Si tratta poi del primo accordo aziendale in cui ha avuto parte un virologo. L’immancabile Roberto Burioni è stato chiamato a fare da consulente e le sue valutazioni su come mettere in sicurezza i vari stabilimenti sono state prese in carico da Fca e sindacati.

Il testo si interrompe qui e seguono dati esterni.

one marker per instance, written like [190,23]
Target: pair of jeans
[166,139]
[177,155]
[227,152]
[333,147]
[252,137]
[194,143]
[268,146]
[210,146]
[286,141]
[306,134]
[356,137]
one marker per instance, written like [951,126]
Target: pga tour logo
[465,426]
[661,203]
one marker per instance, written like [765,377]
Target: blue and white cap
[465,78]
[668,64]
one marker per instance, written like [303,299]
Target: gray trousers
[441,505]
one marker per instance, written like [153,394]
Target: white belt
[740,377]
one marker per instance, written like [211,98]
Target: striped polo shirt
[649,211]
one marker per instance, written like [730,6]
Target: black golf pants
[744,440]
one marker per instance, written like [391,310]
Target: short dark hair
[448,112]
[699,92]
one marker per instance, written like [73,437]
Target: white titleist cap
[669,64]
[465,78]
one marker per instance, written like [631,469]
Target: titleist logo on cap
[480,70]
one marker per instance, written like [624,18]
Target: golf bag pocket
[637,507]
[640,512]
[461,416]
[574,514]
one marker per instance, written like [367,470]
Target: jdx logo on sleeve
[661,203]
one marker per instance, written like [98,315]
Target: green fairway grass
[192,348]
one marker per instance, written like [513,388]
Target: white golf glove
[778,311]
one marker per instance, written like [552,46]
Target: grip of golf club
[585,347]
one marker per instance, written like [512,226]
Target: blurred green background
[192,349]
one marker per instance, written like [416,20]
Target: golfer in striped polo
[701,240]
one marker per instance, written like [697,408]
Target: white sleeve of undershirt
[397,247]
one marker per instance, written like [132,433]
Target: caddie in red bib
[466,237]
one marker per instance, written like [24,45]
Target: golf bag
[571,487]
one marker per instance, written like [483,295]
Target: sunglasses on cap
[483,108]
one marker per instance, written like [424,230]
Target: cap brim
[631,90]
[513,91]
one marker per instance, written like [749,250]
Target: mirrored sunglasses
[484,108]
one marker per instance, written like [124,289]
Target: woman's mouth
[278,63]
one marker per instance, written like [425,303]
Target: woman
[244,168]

«L’ACCORDO È IL RISULTATO dell’incontro tra le competenze di delegati, lavoratori e esperti e la volontà di sindacati e direzione di Fca di tutelare salute e garanzia occupazionale. La ripartenza graduale a partire dal confronto tra azienda e delegati che stabilimento per stabilimento (ripartirà prima la Sevel di Atessa, ndr) dovranno trovare le migliori soluzioni. Questo accordo resterà in vigore fino al 31 luglio 2020 e ci sarà un monitoraggio continuo. La Fiom ritiene un passo importante per i metalmeccanici il fatto che in piena emergenza scienza, conoscenza dei lavoratori e contrattazione abbiano guidato la trattativa fino alla firma dell’accordo dopo anni», dichiarano in una nota la segretaria generale Francesca Re David e segretario nazionale Michele De Palma.
Per una sorta di pax sindacale nessuno degli attori in gioco – azienda, Fiom, Fim e Uilm – ha voluto sottolineare la prima firma unitaria da un decennio. «La salute e la sicurezza dei lavoratori sono le priorità principali di Fca». Così Pietro Gorlier, responsabile della regione Emea di Fca, protagonista del nuovo clima sindacale.